Poet Lucie Brock-Broido died March 6. She was 61. Her editor at Knopf, Deborah Garrison, said: "Lucie was a defining presence on the Knopf list. Her poetry, while stunningly various in its forms and subjects, had its signature: injustices unmasked in beautifully embroidered, fanciful language that continually fascinated her readers and was hugely influential with students of poetry over several decades.
"Lucie was nominated for both the National Book Award and the National Book Critics Circle Award and was the winner of honors including the Witter Bynner prize for poetry from the American Academy of Arts and Letters and the Presidential Award for Outstanding Teaching. No one was more dedicated to the art of poetry, students of poetry, and the people she cared about than Lucie. She will be deeply missed."
Brock-Broido's poetry collections include Stay, Illusion (2013), a finalist for the National Book Award and National Book Critics Circle Award; Trouble in Mind (2004); The Master Letters (1995); and A Hunger (1988).

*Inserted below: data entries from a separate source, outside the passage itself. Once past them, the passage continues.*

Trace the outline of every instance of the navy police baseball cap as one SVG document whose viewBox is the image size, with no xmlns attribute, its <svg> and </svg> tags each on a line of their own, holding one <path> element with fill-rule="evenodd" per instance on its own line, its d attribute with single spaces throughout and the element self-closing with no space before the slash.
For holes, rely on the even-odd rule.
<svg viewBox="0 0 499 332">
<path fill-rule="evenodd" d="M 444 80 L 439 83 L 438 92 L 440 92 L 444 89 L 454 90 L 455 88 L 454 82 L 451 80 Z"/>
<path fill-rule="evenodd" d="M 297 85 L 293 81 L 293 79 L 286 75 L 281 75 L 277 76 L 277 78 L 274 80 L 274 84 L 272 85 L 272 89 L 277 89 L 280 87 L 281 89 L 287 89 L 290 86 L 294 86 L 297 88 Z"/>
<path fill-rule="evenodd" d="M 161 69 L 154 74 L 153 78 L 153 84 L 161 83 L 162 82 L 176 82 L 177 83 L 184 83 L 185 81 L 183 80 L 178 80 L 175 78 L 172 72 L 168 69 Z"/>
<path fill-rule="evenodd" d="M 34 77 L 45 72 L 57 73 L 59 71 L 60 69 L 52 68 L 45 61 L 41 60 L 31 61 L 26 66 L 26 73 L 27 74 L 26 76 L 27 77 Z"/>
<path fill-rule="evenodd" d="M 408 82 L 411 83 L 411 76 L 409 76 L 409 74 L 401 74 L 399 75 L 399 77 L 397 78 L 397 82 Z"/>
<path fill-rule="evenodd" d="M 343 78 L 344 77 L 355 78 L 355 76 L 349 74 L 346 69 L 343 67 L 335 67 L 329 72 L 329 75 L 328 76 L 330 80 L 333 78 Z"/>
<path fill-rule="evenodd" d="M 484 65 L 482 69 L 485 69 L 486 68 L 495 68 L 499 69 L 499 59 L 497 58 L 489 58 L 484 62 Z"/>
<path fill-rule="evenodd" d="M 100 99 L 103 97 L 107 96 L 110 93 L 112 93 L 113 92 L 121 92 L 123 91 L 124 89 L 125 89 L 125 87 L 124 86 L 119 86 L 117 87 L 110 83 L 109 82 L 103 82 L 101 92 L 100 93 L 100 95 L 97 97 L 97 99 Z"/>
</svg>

Her poem "That Same Vagabond Sweetness," from The Master Letters:
Odd I cannot remember a time
When there was no World. I am
At home, at callow home
Worshipping the train, the Elsewhere's
Metallic sweetness, whistling. A pack
Of blessings lights upon my back.
There art thou happy.
The noise of the world's tracks
Made magical alarms me. There
Art thou happy too. And the half-
Blown catweed & the vagrant
Sky & the vacant apoplectic
Bed shiftless in its vacancy, I stop.